第13話 強敵ドラゴン
「グゥオオオオオオオオ!!!!!!!」
突然近くから振動と共に叫び声が聞こえた。
俺の背筋はものすごい勢いで凍る。
「ああぁ。まずい、これは本当にまずい...」
最近、『魔法創造』を手に入れたことによって、俺は調子に乗っていたのかもしれない。
相当なドジだ。
そもそもダンジョンで魔物がいない場所には近づかないというのは、冒険者の中では常識である。
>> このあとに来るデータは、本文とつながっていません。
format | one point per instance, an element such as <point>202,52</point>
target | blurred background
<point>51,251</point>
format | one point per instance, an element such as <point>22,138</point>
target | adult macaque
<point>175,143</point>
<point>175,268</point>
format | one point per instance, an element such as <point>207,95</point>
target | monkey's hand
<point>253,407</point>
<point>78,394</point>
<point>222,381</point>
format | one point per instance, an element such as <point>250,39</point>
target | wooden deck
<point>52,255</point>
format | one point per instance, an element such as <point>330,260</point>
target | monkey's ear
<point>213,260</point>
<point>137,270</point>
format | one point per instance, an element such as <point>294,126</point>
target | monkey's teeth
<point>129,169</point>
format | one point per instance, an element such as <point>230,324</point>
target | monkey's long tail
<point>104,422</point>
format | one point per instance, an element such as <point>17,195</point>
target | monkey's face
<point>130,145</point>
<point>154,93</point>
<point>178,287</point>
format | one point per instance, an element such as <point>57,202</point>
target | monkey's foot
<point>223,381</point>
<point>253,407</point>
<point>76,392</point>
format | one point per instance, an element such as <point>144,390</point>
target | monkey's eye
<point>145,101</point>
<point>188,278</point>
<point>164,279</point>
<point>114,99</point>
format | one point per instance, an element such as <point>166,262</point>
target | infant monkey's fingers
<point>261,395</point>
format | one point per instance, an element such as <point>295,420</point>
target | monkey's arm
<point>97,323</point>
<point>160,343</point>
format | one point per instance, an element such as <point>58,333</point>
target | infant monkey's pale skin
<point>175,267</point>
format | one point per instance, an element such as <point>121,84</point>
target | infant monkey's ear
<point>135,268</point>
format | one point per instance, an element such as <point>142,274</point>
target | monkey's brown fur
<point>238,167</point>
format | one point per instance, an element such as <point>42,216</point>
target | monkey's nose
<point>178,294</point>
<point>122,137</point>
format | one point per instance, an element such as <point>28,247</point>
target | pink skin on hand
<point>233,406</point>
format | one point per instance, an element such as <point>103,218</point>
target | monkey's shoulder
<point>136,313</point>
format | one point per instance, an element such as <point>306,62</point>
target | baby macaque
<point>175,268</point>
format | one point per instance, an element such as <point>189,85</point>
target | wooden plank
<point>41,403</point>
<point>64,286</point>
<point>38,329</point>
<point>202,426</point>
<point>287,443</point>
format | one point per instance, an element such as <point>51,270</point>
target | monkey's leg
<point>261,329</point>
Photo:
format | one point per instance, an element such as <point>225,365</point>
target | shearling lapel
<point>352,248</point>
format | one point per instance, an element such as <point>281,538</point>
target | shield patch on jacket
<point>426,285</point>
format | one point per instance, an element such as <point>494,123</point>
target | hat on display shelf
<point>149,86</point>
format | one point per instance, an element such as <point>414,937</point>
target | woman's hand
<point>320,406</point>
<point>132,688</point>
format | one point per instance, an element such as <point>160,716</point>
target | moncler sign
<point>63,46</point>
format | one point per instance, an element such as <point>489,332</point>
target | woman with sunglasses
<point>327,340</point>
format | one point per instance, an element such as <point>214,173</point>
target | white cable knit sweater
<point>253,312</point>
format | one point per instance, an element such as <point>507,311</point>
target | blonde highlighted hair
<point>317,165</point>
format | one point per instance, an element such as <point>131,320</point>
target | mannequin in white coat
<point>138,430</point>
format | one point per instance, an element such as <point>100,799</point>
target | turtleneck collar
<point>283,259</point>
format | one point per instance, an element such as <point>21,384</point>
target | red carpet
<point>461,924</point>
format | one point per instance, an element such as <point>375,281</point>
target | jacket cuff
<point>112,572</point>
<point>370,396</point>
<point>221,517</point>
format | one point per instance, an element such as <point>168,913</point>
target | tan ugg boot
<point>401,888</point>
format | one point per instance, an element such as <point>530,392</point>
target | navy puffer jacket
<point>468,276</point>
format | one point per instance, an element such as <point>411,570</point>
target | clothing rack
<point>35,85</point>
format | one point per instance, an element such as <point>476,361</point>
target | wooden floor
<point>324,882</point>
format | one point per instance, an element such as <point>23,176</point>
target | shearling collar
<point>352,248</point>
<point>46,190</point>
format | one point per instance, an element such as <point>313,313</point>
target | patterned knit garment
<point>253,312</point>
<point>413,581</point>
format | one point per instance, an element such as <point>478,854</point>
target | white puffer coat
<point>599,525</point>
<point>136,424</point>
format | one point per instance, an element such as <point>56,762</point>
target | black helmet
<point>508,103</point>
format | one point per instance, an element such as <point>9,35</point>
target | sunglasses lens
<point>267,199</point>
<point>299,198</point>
なぜなら、そんな場所に踏み込んで無傷で生還した冒険者はほとんどいないからだ。
勿論この常識は俺にもある。
だからこそ、俺はここ半日の自分を恨んだ。
呑気に何も考えずに動いていた自分を恨んだ。
もし、もっと俺が注意をしてダンジョン探索に励んでいれば、このような状況には陥らなかったのかもしれない。
俺はかなり険しい顔で前を見る。
そこには1匹の魔物がいたのだ。
たった1匹の、誰もが恐れた魔物…
ドラゴン
「グゥオオオオオオオオ!!!!!!!」
ドラゴンは再び大声で叫び、羽を広げて俺を威嚇した。
その驚異は、崖に落とされてから初めて遭遇した魔物の数百倍、探索中に遭遇したミノタウロスの数十倍はある。
俺の頬に汗が滲み始めていた。
まるで自分が地獄の番人であるとでも言いたそうな形相。
そして、圧倒的な存在感。
「無理だ逃げないと...」
俺は無意識のうちに後ずさりしていた。
何故こんな狭い洞窟の中にいるのかは謎だが、幸いここは天井が浅い。
ドラゴンは最大の武器である飛行が使えないはずだ。
俺は必死に逃げた。
逃げて逃げて逃げ続けた。
ふと後ろを見ると、ドラゴンは居なくなっていた。
俺は不思議に思って周りを見る。
「逃げ切ったのか?」
俺は地面に膝を着いて安堵した。
だが世の中そんなに甘くない。
ここはドラゴンのテリトリーだ。
やつは決して人を見逃すことは無い。
次第に、俺は、足を地面に引きづられるようになった。
今までと比べて、水に含まれる水分が増えたのだ。
気付けば、疲れてもいないのに、俺の息は上がっていた。
はぁ、はぁ。
突然足元から何かが出てくる。
「こ...これは!」
物凄い殺気を感じ、俺は咄嗟にその攻撃を避けた。
ドバアアアアン!!!!!!!
前を見ると、ドラゴンは地面から顔を出していた。
恐らく、泥の中から俺に噛み付こうとしていたのだろう。
奴は不自然な顔で俺を見る。
「土の中を泳げるのか? なんだよそのスキル。」
俺はボソッと文句を言って、やつを睨みつけた。
やつもまた俺を睨む。
しばらくの間、そこには冷たい空気が流れ続けた。